Lorenz explained that cell interconnection using busbarless cells with multi-wire interconnection could become challenging if finger height becomes too low, potentially causing local connection problems between wires and printed or fired contacts. “However, I am very confident that these challenges will be solved in mass production,” he added.
Song said researchers are focusing on replacing silver with cheaper metals like copper, aluminum, or nickel and on optimizing interconnection designs.
“For example, multi-busbar (MBB) and busbar-less layouts at the module level can help reduce silver consumption while maintaining performance,” she explained. “In addition, fine-line full-open stencil screen printing and copper electroplating are being actively explored as potential silver-reduction technologies.”
The scientists told pv magazine that they are convinced that the industry will intensify efforts to reduce or even replace silver with copper in the coming years.

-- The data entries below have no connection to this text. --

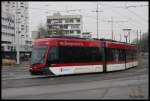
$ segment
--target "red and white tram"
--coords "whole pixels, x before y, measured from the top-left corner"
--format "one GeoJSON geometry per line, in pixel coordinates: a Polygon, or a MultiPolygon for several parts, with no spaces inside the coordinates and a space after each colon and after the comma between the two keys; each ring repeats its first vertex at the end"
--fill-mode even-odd
{"type": "Polygon", "coordinates": [[[135,45],[111,40],[43,38],[33,43],[32,75],[125,70],[138,65],[135,45]]]}

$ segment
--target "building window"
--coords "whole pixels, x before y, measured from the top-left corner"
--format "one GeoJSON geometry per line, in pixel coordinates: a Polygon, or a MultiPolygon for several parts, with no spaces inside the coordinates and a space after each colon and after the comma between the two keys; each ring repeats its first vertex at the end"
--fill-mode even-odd
{"type": "Polygon", "coordinates": [[[70,22],[72,23],[72,22],[73,22],[73,19],[70,19],[70,22]]]}
{"type": "Polygon", "coordinates": [[[73,31],[70,31],[70,33],[73,33],[73,31]]]}
{"type": "Polygon", "coordinates": [[[80,30],[77,30],[77,34],[80,34],[81,33],[81,31],[80,30]]]}

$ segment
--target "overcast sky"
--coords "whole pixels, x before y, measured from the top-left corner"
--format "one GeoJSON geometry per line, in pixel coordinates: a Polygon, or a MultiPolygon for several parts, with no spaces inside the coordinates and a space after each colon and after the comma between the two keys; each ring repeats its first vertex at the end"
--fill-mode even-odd
{"type": "Polygon", "coordinates": [[[114,36],[116,40],[125,41],[122,29],[130,28],[131,40],[137,37],[136,30],[148,31],[148,2],[29,2],[29,30],[36,31],[41,23],[46,24],[48,15],[60,11],[63,15],[82,15],[83,31],[97,35],[97,3],[99,4],[99,38],[111,38],[111,23],[113,17],[114,36]],[[126,8],[128,7],[128,8],[126,8]],[[79,9],[81,9],[79,11],[79,9]],[[76,10],[66,12],[66,10],[76,10]]]}

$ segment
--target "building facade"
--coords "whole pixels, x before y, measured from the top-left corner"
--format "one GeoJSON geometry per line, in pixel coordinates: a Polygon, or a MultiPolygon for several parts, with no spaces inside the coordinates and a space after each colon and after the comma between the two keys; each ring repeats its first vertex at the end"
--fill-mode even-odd
{"type": "Polygon", "coordinates": [[[49,35],[82,37],[82,16],[54,13],[47,16],[47,30],[49,35]]]}
{"type": "Polygon", "coordinates": [[[15,50],[15,16],[13,14],[2,11],[1,16],[1,50],[15,50]]]}
{"type": "Polygon", "coordinates": [[[2,50],[16,50],[16,45],[19,43],[19,51],[31,51],[28,2],[3,1],[1,21],[2,50]],[[10,42],[6,45],[8,40],[10,42]]]}

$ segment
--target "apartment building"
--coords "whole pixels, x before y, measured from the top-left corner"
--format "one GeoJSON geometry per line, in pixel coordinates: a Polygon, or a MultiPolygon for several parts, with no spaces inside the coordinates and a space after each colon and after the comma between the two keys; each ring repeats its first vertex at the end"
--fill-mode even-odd
{"type": "Polygon", "coordinates": [[[81,38],[82,16],[54,13],[52,16],[47,16],[47,29],[49,35],[65,35],[81,38]]]}
{"type": "Polygon", "coordinates": [[[31,51],[31,44],[29,44],[31,43],[31,39],[29,37],[28,15],[28,2],[2,2],[1,21],[3,42],[1,48],[3,51],[16,50],[17,43],[19,43],[20,51],[31,51]]]}

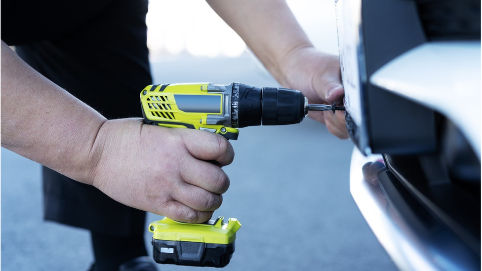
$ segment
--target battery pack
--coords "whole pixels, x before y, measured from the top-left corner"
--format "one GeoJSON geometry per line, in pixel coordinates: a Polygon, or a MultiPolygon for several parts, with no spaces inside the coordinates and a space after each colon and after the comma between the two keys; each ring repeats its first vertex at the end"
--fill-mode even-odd
{"type": "Polygon", "coordinates": [[[224,267],[235,251],[236,232],[241,224],[224,218],[191,224],[164,218],[149,226],[153,232],[153,258],[159,264],[224,267]]]}

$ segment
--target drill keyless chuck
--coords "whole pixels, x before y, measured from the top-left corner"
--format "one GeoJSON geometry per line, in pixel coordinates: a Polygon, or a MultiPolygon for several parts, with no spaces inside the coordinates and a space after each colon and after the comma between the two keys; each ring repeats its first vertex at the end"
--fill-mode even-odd
{"type": "Polygon", "coordinates": [[[306,99],[288,88],[234,83],[232,123],[235,128],[299,123],[306,116],[306,99]]]}

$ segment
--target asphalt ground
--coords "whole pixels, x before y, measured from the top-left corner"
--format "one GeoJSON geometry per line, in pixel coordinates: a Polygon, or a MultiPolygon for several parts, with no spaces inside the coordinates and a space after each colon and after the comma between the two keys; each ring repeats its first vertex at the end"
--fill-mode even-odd
{"type": "MultiPolygon", "coordinates": [[[[156,83],[278,86],[246,55],[178,59],[153,68],[156,83]]],[[[236,157],[224,168],[231,187],[214,216],[237,218],[242,226],[226,269],[396,270],[350,194],[349,140],[307,118],[297,125],[242,128],[231,143],[236,157]]],[[[0,148],[0,271],[87,270],[93,260],[88,232],[44,221],[41,194],[40,166],[0,148]]],[[[146,229],[161,218],[149,214],[146,229]]],[[[149,250],[151,236],[145,234],[149,250]]]]}

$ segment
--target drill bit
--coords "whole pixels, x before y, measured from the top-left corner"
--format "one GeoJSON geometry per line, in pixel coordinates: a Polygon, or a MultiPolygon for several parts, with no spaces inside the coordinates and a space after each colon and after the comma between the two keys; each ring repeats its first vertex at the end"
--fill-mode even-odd
{"type": "Polygon", "coordinates": [[[308,104],[305,108],[306,110],[312,110],[315,111],[328,111],[333,112],[335,114],[335,110],[345,111],[345,107],[343,106],[336,106],[336,103],[333,104],[333,105],[314,105],[308,104]]]}

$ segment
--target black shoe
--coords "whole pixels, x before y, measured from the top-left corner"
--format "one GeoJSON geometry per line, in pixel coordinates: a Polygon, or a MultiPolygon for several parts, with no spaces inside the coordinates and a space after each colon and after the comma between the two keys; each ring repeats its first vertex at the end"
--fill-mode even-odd
{"type": "Polygon", "coordinates": [[[158,271],[156,264],[147,256],[138,257],[124,263],[118,271],[158,271]]]}

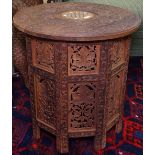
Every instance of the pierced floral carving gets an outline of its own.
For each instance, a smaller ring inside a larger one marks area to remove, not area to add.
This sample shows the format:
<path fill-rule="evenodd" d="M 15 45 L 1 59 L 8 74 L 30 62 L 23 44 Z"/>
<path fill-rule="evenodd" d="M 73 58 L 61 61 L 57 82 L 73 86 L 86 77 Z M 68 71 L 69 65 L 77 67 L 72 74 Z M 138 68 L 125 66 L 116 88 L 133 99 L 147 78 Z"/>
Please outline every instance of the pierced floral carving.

“We believe rising silver prices are driving strong interest in alternative metallization approaches, including copper, nickel, aluminum, and various hybrid solutions,” said Song. “This is currently a very active area of both research and industrial development. In fact, some hybrid copper-silver methods have already been adopted in commercial heterojunction (HJT) solar cells. At the same time, any large-scale market shift in mainstream cell products will ultimately depend on ensuring that cell and module efficiency, long-term reliability, as well as processing cost and environmental impact, can be well managed.”
Lorenz said screen-printable copper or copper-containing pastes are the most promising method to significantly cut silver use.
“Considering the currently ongoing enormous price level boost of silver, the pressure on the PV industry to reduce silver is currently very high,” explained the Fraunhofer ISE researcher. “This will accelerate the development of new metallization pastes to replace silver with alternative materials like copper and nickel.”
Lorenz added that replacing silver pastes with copper-containing pastes in tunnel oxide passivated contact (TOPCon) solar modules is more difficult due to oxidation, copper in-diffusion, cross-contamination, and module-level reliability issues.
“My anticipation is that the very fast development of new screen/stencil generations to print ever finer contacts with less silver, particularly on the front side, will continue for some time,” Lorenz said. “However, there are limitations for further finger width reduction as the printed fingers are already very narrow. Very interesting are the current developments of fire-through copper paste for TOPCon cells, with the first tests showing very promising results on TOPCon cells. This might be a way to replace silver with copper in the long run.”